In kidney transplantation, it is pivotal to prevent HLA donor specific antibody (DSA) formation, which is triggered by immunogenic epitopes present on mismatched HLA. The optimal donor can theoretically be selected by avoiding these epitope mismatches. To implement epitope matching, it is essential to define the relevant epitope mismatches between recipient and donor. Therefore, we aimed at developing and validating a tool to define amino acid mismatches on donor HLA. This tool can be used to define the immunogenicity of HLA mismatches for a large number of recipient-donor pairs.

We developed a computer algorithm containing all HLA amino acid (AA) sequences from the IPD-IMGT/HLA database and all theoretical and antibody-verified eplet AA (position and type) from the HLA Epitope Registry. The HLA input is preferably second field typing, as the HLA sequences of the recipient are compared to each mismatched HLA allele of the donor to define the number of AA mismatches.
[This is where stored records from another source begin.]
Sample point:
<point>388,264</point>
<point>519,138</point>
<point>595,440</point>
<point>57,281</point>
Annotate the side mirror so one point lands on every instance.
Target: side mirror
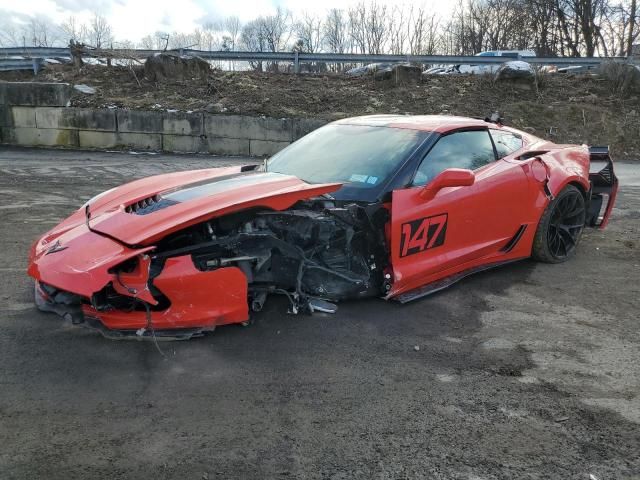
<point>452,177</point>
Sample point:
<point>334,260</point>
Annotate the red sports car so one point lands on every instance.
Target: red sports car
<point>396,207</point>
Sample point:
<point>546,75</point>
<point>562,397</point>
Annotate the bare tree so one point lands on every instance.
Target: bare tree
<point>309,32</point>
<point>100,35</point>
<point>75,31</point>
<point>233,27</point>
<point>336,34</point>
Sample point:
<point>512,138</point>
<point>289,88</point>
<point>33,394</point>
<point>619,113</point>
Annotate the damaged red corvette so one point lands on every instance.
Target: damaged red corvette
<point>381,206</point>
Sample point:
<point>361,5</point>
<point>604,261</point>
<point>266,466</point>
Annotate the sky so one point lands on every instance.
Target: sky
<point>134,19</point>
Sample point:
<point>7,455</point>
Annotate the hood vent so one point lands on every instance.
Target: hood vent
<point>149,205</point>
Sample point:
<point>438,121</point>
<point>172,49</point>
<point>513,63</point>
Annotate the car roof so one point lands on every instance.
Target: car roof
<point>427,123</point>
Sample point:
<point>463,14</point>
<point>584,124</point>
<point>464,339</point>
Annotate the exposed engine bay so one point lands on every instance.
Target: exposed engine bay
<point>315,253</point>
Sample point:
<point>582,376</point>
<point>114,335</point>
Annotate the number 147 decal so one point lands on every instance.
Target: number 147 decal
<point>421,234</point>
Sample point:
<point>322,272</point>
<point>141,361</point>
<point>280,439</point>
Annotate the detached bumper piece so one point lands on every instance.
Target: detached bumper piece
<point>604,187</point>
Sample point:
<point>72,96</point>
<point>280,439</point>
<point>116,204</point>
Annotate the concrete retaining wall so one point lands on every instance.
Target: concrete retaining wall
<point>35,114</point>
In addition, the physical properties of the AA mismatches are defined, which can be correlated to Luminex single antigen DSA formation after transplantation to define the immunogenic epitopes.
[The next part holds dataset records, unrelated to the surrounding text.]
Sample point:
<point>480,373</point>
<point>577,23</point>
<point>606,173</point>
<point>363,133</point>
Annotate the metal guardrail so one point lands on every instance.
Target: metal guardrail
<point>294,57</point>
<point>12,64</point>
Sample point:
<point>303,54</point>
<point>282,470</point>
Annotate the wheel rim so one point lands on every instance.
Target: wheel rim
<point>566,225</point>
This tool and other approaches (EpVix, Cambridge AA mm score) were used to analyse 233 first kidney transplant recipient-donor pairs as part of the 17th IHIWS epitope component. Comparing the results of all approaches similar number of mismatches were observed.

For both HLA class I and class II, we found that increasing numbers of AA mismatches resulted in a higher probability of DSA formation (as indicated in figure 1).

This newly developed computer algorithm can be used to define HLA AA mismatches for a large number of recipient-donor pairs from all kind of populations and to select optimal donors in kidney transplantation. An advantage of this tool is that all HLA alleles, including rare alleles, can be analysed.